私は皐月さんが去った後でその場で大の字になって寝っ転がると、1人で少しの間考え事をした。
「……負けちゃったな」
私は決闘をしたのは李ちゃんに続いて2回目だったし、何度も言うが最初から皐月さんに勝てるとは思っていなかったので実は悔しさはそこまででもなかった。
というか皐月さんの動きはあまりにレベルが違いすぎて何の参考にもならなかったし、終わってから皐月さんに説明されるまで自分がどうして負けたのかということさえわからなったくらいだ。
「……でも、楽しかったな」
その言葉に嘘はなかった。なんだろう、強大な相手に全力で立ち向かっていくこと自体はこれまでのゲーム攻略でもそうだったけど、今日の決闘は負けたけど本当に楽しかった。なんでかな。
たぶん、初めて負けたからかな。うん。皐月さんは最後ああ言っていたけど私もいつかハンデなしで皐月さんと戦って、そして勝てるくらいになりたいな、なんて。
「何年先の話だよ。っていうかその時はきっと皐月さんも今よりもっと強くなってるんだろうしな」
おそらくだけど私が皐月さんと同じ実力になることはこの先ないんだろう。
でも勝ちたいと思った。少なくとももう少し良い勝負ができるようになるくらいには強くなりたいな。
「そのためにはとにかくまずゲーム攻略を進めないとだな。先の階層に進んで、レベルを上げて」
そして私の恩恵の効果込みでいうならもっとたくさんのスキルと魔法を覚えて、私は強くなっていく。
「……よし、そうとわかればいくか。第3階層」
私は立ち上がってそう言うと、それからまずは街へ戻ろうと歩き出した。
<第2階層:迷宮地下3階:ボス部屋>
そして、やってきたよお待ちかねのあの時間が。
私はついに、ついに自分の恩恵の効果を確かめる。
いやあ、もう本当にここまでくるの長かったよな。たぶんこのゲームでこんなに自分の恩恵の効果を確認するのが遅かったやつなんて過去にいないよな、絶対に。

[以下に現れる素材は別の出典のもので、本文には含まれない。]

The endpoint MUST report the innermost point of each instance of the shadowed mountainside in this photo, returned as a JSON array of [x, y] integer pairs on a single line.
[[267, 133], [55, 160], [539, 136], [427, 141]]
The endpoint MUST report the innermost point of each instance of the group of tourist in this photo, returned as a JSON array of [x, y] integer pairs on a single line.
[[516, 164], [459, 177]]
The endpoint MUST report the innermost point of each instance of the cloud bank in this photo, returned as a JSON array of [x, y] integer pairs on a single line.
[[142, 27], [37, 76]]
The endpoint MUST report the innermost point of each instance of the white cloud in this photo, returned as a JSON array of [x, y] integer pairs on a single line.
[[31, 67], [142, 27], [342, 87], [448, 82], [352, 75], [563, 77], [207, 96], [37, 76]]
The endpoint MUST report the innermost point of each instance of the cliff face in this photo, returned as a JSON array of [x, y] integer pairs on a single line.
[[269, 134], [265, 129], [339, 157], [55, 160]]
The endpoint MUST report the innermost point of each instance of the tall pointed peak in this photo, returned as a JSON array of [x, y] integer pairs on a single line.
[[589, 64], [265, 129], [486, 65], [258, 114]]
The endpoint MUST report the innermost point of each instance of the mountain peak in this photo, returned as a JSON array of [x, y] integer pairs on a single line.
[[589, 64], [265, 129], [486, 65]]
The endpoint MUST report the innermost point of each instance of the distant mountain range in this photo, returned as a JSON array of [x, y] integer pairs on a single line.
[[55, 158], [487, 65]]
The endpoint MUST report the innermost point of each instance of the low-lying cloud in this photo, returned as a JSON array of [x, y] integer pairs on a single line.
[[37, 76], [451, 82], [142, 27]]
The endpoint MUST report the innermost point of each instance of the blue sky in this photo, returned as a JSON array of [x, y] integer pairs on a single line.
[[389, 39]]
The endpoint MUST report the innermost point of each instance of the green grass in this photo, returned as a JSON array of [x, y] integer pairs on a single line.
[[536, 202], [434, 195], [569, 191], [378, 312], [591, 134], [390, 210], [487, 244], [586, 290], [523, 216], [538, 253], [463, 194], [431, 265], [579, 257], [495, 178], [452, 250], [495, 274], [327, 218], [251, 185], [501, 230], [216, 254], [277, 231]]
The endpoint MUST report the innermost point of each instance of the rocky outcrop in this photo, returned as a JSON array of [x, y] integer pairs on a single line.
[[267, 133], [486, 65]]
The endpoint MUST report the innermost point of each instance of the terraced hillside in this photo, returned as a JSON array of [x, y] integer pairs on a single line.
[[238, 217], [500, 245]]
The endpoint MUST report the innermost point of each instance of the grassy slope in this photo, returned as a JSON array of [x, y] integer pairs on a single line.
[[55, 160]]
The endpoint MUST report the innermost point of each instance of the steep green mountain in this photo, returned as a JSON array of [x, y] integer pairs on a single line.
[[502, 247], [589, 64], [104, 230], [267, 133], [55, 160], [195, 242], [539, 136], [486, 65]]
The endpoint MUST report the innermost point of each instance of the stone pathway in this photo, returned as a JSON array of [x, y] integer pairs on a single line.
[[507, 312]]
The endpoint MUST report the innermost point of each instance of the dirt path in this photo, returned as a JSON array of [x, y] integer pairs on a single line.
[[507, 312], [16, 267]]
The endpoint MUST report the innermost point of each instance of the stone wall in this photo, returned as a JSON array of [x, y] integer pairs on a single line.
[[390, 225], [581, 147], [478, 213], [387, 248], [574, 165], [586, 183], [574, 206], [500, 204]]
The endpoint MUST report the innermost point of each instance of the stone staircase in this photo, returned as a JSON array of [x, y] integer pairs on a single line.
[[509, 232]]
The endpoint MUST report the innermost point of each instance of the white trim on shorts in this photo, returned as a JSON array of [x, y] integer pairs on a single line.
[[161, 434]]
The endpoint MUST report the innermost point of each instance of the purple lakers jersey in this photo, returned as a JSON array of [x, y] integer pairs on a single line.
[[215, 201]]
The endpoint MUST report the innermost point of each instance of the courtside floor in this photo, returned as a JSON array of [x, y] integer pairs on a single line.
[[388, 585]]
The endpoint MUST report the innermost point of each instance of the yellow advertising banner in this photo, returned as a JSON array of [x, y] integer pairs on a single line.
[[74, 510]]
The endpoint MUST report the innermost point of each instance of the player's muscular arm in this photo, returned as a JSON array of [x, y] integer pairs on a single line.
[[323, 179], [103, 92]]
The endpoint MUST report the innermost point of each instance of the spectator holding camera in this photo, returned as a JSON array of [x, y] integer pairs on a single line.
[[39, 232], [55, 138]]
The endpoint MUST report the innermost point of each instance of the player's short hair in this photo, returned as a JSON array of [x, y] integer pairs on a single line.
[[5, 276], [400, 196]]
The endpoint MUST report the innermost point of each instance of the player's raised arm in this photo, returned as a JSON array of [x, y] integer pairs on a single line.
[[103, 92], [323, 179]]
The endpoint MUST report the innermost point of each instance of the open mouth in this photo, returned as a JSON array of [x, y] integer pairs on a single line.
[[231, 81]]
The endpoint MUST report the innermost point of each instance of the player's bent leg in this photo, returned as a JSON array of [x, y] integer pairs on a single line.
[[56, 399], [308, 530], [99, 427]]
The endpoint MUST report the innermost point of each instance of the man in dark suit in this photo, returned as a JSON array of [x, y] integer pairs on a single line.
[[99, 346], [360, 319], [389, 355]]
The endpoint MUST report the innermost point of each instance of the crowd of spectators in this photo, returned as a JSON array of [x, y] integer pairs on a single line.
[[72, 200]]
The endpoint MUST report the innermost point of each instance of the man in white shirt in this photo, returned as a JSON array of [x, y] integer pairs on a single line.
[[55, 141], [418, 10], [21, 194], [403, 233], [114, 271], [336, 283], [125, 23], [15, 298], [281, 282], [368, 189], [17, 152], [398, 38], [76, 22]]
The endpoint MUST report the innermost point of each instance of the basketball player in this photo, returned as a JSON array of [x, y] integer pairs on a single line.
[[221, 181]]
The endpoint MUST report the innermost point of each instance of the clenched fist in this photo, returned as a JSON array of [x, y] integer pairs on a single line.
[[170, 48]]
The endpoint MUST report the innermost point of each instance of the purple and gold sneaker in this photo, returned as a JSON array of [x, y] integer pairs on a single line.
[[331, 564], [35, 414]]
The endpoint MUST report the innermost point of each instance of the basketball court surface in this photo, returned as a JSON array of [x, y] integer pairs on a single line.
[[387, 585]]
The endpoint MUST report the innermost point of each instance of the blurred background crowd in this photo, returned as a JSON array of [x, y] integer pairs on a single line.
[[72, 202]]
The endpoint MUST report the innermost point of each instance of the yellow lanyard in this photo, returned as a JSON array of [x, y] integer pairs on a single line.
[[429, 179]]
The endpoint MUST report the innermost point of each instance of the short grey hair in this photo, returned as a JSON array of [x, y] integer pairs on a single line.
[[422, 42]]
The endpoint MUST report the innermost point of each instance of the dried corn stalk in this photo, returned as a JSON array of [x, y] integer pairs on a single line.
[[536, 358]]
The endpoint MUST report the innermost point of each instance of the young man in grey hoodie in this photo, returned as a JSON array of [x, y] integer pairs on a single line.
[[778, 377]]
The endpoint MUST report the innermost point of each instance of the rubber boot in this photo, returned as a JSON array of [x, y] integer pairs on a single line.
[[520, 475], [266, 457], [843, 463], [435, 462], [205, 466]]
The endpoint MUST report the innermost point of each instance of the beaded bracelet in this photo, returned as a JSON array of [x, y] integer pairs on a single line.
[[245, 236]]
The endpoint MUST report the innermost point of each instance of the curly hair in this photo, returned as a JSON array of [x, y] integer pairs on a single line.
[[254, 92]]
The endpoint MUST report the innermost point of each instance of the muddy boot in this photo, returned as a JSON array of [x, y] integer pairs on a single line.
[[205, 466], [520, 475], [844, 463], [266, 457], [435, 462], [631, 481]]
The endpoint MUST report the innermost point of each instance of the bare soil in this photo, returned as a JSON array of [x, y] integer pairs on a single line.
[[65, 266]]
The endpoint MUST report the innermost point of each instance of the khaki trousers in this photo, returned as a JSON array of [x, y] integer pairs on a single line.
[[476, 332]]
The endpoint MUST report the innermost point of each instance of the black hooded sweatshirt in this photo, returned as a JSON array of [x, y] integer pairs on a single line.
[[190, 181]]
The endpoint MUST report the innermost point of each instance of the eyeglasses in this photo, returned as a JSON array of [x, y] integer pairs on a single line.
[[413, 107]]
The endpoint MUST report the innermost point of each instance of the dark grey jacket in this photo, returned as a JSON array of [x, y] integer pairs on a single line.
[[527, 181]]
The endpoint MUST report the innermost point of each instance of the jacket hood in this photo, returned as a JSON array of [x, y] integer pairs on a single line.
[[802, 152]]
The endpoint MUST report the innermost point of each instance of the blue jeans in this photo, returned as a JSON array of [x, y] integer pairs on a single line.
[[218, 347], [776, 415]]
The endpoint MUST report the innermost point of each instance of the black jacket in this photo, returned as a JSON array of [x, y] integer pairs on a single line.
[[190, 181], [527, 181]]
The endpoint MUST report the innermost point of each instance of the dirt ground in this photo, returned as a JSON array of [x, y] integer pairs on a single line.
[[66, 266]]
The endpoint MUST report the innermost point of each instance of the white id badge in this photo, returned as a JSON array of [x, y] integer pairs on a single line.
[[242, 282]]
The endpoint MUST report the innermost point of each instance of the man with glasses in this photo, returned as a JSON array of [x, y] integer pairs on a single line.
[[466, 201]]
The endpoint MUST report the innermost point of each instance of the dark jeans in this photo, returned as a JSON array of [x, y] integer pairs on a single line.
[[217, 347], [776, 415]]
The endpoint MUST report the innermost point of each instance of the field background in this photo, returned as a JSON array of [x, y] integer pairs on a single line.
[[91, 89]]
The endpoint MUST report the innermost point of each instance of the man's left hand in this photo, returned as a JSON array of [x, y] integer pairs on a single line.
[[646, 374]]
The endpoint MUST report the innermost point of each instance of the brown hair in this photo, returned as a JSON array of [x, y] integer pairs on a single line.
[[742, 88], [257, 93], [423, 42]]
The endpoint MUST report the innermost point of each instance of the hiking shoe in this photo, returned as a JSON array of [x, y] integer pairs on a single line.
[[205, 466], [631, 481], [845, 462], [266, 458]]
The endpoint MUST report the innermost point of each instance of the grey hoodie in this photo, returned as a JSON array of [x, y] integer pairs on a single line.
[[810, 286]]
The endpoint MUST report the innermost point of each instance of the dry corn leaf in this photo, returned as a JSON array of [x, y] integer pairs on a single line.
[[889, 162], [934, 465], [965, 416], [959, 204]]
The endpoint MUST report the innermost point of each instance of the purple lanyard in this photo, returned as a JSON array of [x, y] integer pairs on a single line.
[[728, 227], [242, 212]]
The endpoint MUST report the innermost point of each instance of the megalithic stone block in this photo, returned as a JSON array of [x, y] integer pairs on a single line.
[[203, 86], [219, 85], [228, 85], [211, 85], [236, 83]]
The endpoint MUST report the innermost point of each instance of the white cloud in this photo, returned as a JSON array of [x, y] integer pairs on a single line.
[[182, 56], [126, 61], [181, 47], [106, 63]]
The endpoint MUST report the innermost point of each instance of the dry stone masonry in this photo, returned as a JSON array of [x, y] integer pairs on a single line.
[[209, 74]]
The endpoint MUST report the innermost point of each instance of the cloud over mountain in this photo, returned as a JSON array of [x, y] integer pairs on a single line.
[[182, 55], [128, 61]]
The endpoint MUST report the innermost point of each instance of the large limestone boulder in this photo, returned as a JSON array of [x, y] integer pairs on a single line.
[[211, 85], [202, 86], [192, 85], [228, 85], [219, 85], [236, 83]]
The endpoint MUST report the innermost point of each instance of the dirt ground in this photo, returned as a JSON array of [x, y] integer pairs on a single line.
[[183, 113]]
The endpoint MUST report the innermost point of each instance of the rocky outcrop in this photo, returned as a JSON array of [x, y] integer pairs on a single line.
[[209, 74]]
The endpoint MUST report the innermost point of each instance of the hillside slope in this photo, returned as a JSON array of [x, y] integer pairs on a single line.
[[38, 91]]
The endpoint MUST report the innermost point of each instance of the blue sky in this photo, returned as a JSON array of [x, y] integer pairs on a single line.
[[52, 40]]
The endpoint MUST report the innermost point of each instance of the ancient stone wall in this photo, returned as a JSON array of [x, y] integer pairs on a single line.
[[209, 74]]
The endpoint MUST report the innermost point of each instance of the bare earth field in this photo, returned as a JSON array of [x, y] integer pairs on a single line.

「でもそれも今日でおしまいだ。よし、覚悟を決めろ!」
私は(蝶々の仮面を外した上で)両手で顔を叩くとメニュー画面から私のステータス画面を私の目の前に表示させる。
名前:玲愛 レベル26
種族:人間 性別:女
恩恵:アストレア
職業:冒険者
この恩恵:アストレアと書かれた部分を1回タッチするだけでいいのだ。
ああ、やっぱりいざとなったら緊張してきたな。でもさすがにこれ以上はもう自分でも気になって仕方ないしいつまでも自分の恩恵の効果を自分で把握してないって問題があるからな。
「いいや、えい!」
そうして私はタッチした。すると私の眼前に私の、このゴッドワールド・オンラインというゲーム内でのアストレアという神様の恩恵の効果が書かれた画面が表示されたのだけど。
「……………………え??………………なんだ、これ」
そこに表示された画面を見て私は最初自分の目を疑った。
だってそこには私が私の恩恵の効果だと思っていた効果について何も書かれていなかったのだ。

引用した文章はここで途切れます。